A Georgian anti-government activist has been fined ₾2,000 ($600) after being arrested while shouting anti-government slogans outside parliament.
Nodar Rukhadze, an activist from anti-government group the Shame Movement, was standing on the pavement outside the closed gates of parliament shouting into a megaphone when he was approached by a group of police officers and told to move.
In a footage released by the Shame Movement, Rukhadze is seen shouting anti-government messages such as ‘shameful slaves’, targeting the government, and Prime Minister Irakli Gharibashvili in particular.
The video shows a police officer approaching him and asking him to move away from the gates. After a brief exchange, the officers forced him into a nearby police van.
Tbilisi City Court fined Rukhadze for disobeying police. However, the Interior Ministry had requested he be jailed; disobeying police carries a maximum sentence of 15 days administrative arrest.
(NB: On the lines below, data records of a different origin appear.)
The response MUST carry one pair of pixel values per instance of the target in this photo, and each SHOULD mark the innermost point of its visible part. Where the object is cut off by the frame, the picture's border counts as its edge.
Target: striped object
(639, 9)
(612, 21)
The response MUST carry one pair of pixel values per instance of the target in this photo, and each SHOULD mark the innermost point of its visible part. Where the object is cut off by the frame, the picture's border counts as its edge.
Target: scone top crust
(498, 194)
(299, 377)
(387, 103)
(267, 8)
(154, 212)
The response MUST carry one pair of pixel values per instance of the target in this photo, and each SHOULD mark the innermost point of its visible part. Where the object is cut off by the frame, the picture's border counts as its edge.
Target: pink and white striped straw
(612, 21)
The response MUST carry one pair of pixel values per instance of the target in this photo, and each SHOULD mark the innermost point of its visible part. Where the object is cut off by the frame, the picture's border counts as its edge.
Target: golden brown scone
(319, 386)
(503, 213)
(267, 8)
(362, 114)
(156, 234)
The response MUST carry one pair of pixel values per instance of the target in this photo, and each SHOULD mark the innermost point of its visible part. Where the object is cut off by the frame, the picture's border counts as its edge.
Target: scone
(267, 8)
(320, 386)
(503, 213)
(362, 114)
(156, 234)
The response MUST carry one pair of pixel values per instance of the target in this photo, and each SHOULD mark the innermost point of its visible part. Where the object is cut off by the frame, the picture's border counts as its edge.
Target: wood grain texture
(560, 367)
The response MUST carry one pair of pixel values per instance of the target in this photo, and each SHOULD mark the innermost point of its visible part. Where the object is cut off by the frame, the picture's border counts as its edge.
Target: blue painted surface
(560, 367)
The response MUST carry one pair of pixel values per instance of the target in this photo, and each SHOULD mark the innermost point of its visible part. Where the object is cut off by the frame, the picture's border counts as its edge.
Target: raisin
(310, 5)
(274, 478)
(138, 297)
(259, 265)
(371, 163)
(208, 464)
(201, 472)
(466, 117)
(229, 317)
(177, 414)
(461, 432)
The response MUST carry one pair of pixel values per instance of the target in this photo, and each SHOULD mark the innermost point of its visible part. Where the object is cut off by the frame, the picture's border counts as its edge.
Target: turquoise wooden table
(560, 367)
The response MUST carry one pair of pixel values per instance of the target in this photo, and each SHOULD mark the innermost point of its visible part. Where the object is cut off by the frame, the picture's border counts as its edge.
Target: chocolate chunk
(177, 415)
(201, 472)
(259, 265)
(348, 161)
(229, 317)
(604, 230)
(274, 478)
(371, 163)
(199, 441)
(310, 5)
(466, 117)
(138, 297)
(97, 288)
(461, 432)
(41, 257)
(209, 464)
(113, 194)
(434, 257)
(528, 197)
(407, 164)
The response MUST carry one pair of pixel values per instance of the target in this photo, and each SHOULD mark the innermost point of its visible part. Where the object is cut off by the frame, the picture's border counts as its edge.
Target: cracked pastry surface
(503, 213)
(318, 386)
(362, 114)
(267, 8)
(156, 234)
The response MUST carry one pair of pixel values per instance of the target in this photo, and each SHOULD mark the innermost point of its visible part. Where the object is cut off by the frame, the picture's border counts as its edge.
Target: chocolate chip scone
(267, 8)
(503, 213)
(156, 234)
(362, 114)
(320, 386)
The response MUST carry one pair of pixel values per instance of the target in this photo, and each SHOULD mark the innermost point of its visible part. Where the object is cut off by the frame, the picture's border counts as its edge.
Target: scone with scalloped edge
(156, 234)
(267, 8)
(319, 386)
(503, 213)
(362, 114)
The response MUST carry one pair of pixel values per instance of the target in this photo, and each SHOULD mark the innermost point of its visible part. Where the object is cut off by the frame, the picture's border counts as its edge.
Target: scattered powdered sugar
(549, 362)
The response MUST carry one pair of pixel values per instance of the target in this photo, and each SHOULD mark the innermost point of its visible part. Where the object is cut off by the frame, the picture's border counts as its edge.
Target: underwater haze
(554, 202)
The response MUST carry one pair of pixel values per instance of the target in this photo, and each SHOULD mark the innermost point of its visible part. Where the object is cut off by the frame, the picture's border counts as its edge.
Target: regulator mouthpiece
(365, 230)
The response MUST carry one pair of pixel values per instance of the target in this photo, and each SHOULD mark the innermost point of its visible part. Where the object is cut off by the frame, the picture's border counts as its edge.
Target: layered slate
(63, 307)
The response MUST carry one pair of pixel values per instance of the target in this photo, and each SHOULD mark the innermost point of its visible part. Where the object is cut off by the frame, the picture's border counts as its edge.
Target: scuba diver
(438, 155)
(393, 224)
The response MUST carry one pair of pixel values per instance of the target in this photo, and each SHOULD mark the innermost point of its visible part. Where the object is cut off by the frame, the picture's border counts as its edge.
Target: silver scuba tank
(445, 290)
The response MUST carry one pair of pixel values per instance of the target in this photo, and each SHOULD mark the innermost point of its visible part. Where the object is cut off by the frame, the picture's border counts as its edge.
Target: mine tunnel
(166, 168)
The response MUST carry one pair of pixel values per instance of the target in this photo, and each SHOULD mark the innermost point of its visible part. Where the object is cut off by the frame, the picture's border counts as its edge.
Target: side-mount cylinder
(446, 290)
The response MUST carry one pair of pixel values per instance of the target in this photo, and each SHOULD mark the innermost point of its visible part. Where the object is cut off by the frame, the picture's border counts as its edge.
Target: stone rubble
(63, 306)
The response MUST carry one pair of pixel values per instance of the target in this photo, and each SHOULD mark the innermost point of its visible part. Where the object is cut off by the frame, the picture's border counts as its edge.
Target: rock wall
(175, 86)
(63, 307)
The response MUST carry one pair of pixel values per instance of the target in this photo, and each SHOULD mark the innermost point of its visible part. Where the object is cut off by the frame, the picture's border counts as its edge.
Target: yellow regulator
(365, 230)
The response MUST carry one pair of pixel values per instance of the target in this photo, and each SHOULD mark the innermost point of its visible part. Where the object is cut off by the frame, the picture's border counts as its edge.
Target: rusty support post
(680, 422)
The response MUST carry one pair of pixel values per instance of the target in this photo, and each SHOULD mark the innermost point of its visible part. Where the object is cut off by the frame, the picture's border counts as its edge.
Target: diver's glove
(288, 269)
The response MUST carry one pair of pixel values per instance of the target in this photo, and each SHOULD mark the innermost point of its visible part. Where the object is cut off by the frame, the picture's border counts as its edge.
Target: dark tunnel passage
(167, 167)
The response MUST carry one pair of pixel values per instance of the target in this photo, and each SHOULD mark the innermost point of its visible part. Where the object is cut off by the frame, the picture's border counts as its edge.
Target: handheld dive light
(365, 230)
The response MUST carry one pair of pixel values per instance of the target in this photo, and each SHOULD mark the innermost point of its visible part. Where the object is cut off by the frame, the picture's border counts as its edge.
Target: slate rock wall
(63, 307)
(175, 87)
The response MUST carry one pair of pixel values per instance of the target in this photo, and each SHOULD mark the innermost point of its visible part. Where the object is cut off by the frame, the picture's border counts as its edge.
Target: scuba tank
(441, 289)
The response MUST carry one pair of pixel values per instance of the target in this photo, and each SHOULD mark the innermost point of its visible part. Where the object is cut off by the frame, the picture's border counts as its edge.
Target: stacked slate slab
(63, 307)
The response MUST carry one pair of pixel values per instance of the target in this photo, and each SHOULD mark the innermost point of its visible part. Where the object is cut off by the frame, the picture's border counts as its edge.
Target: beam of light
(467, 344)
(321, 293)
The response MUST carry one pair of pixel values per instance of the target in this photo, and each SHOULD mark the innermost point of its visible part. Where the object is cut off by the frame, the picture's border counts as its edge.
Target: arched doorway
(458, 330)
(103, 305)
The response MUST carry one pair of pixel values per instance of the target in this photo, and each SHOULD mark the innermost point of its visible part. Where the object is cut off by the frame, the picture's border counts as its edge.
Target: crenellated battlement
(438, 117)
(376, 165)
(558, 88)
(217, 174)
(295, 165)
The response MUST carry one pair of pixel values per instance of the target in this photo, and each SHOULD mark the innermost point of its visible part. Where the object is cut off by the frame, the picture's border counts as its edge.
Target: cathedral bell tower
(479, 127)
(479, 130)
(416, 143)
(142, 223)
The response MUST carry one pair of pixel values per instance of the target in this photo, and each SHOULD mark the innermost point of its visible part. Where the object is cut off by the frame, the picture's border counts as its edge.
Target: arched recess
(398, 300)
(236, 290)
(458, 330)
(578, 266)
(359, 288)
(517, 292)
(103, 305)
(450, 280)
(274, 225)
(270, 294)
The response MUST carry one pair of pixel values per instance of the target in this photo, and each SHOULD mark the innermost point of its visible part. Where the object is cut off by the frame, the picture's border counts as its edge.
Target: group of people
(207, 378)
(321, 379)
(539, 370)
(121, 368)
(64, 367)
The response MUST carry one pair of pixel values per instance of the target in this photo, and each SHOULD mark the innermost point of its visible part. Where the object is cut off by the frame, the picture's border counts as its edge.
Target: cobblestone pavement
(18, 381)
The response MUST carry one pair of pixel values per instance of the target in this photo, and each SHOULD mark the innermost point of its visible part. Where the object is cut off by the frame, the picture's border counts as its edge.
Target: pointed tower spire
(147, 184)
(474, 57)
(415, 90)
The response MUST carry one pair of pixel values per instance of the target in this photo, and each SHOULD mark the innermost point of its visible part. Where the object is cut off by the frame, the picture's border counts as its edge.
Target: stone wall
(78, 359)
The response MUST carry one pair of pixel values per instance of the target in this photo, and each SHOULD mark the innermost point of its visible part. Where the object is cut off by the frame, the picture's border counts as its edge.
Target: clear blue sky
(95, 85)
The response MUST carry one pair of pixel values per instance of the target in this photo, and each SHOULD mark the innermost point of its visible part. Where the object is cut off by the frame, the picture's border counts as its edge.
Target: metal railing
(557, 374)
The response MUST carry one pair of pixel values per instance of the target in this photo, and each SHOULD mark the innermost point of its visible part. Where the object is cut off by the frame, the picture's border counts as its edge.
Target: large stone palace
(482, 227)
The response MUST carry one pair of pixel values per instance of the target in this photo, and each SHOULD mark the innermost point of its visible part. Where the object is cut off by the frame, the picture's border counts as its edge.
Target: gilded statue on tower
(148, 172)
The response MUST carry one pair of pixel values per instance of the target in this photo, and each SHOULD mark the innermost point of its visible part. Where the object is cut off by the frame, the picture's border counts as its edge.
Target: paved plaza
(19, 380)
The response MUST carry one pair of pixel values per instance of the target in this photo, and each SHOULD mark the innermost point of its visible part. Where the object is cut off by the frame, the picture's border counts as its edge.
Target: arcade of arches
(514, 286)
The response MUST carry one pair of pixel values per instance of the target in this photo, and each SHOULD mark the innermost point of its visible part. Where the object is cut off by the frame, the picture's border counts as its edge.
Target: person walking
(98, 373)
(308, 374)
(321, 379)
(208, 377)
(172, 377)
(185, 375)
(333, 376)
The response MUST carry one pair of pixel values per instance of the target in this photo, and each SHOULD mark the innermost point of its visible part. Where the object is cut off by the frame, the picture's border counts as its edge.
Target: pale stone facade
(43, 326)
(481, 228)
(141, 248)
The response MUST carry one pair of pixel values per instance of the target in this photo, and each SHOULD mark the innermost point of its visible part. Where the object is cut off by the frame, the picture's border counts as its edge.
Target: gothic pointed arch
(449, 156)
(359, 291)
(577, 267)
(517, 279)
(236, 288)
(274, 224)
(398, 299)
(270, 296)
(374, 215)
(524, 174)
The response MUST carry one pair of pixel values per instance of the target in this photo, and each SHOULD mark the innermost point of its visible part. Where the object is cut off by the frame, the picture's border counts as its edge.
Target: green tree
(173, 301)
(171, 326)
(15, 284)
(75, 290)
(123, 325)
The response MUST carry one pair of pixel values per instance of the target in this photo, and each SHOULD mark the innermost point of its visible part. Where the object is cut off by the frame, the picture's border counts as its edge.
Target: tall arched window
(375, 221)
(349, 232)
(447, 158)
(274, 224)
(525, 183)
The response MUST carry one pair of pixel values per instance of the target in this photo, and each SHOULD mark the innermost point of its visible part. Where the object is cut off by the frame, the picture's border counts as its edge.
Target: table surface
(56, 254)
The arrest on Tuesday came shortly after opposition leader Nika Melia was detained in a raid on the UNM party offices in Tbilisi.
[Read more on OC Media: Protests and Western condemnation after Georgia opposition raid]
Rukhadze told OC Media that he came to the gates of the parliament because he knew government officials were in the yard of parliament paying tribute to the victims of the Soviet occupation.
‘A police officer approached me and you can tell from my expression in the video, I couldn’t understand what was going on. I was sure that they would just take me to the other side of the road and I was ready to follow them, but halfway through I realised they were taking me to the car and arresting me’, he recalled.
‘It was unthinkable — using such force for standing on one spot and chanting. They were arresting one person and about eight or nine police officers were involved. Absurd.’
Guro Imnadze, a lawyer from local rights group EMC, told OC Media that Rukhadze’s arrest was ‘unprecedented’.
He said that Rukhadze was expressing a peaceful protest in a public space and that police had no grounds to move him from where he was standing or to arrest him.
Imnadze said that the arrest came without any explanation or suggestion for him to act differently.
‘Even when there are specific grounds, like for example, a citizen is blocking a road, the police have to use a light measure, use proportionate force — prevent the person from staying on that particular spot, but not arrest them’, Imnadze explained.
In this case, he said that the protest was not interfering with any movement.
Imnadze also said that the Interior Ministry’s request to jail Rukhadze was ‘unheard of’.
‘When a police officer is part of obvious lawlessness, is clearly violating the law, is abusing their own competence, is misinterpreting the law — if a citizen is not obeying this, is resisting — this cannot be considered disobeying police or be considered grounds for a strict sanction’, Imnadze said.
He added that in the recent past, police had frequently abused such measures — arresting people, moving them away from specific areas, and releasing them in several hours.
‘This is very problematic’, he said.
Rukhadze told OC Media that he planned to appeal the court’s decision, and if necessary, take it to the European Court of Human Rights (ECHR).
When approached for comment by OC Media, the Interior Ministry did not state on which basis Rukhadze was asked to move, nor why they asked the court to jail him.